Ma a prescindere da condanne o assoluzioni, con la rinnovazione del dibattimento o una sentenza meno favorevole potrebbero arrivare nuovi argomenti a supporto della decisione del rinnovato management di Autostrade per l’Italia di sospendere all’ex super manager la liquidazione ultramilionaria. L’ex amministratore delegato di Aspi e di Atlantia ne è talmente consapevole che fino a quando ha potuto, ha provato a orientare le strategie difensive del pool di legali di questo processo. Lo ha scoperto – e messo agli atti di un’altra indagine – la Procura di Avellino guidata da Rosario Cantelmo.
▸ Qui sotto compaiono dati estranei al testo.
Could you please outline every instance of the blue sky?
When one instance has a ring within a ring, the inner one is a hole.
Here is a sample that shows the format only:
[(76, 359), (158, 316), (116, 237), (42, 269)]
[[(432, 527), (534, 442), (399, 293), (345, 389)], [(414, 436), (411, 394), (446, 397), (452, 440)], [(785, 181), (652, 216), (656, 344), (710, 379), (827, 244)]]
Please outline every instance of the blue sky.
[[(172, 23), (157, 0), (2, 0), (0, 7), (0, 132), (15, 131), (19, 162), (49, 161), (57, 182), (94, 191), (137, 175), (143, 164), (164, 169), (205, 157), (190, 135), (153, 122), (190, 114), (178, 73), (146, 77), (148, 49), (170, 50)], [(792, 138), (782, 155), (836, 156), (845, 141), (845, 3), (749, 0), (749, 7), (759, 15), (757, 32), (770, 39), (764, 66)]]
Come riferito dal Fatto a novembre, Castellucci, pur non avendo più titolo formale dopo le dimissioni a interloquire con gli avvocati, scambiava con loro telefonate e mail “utili ai suoi interessi processuali” nell’ambito delle istanze di Aspi per provare a ottenere il dissequestro delle barriere di un paio di dozzine di viadotti sparpagliati in mezza Italia, e messi ‘al riparo’ su interventi dell’autorità giudiziaria di Avellino con la chiusura delle carreggiate bordo ponte. Provvedimenti motivati da perizie e pareri indipendenti di tecnici esterni e del Consiglio superiore dei Lavori Pubblici che ritengono i sistemi di ancoraggio dei new jersey scelti dopo il disastro di Avellino, rischiosi come quelli che il 23 luglio 2013 cedettero all’urto del pulmino coi freni rotti.
Le interferenze di Castellucci sono state rivelate da un verbale del direttore legale di Aspi, Amedeo Gagliardi: “Castellucci – ha detto l’avvocato – dopo aver concluso la sua esperienza in Aspi, era molto attento nel seguire il possibile sviluppo che poteva avere ricadute sul processo di appello relativo all’incidente del viadotto di Acqualonga. Castellucci infatti riteneva che le risultanze del procedimento in corso potevano essere oggetto di valutazione in sede di appello”. Dalla documentazione fornita agli inquirenti risulta che Castellucci supervisionò l’iter e diede l’ok finale via mail: “Punto. Ogni altro riferimento è fuorviante. A mio avviso”.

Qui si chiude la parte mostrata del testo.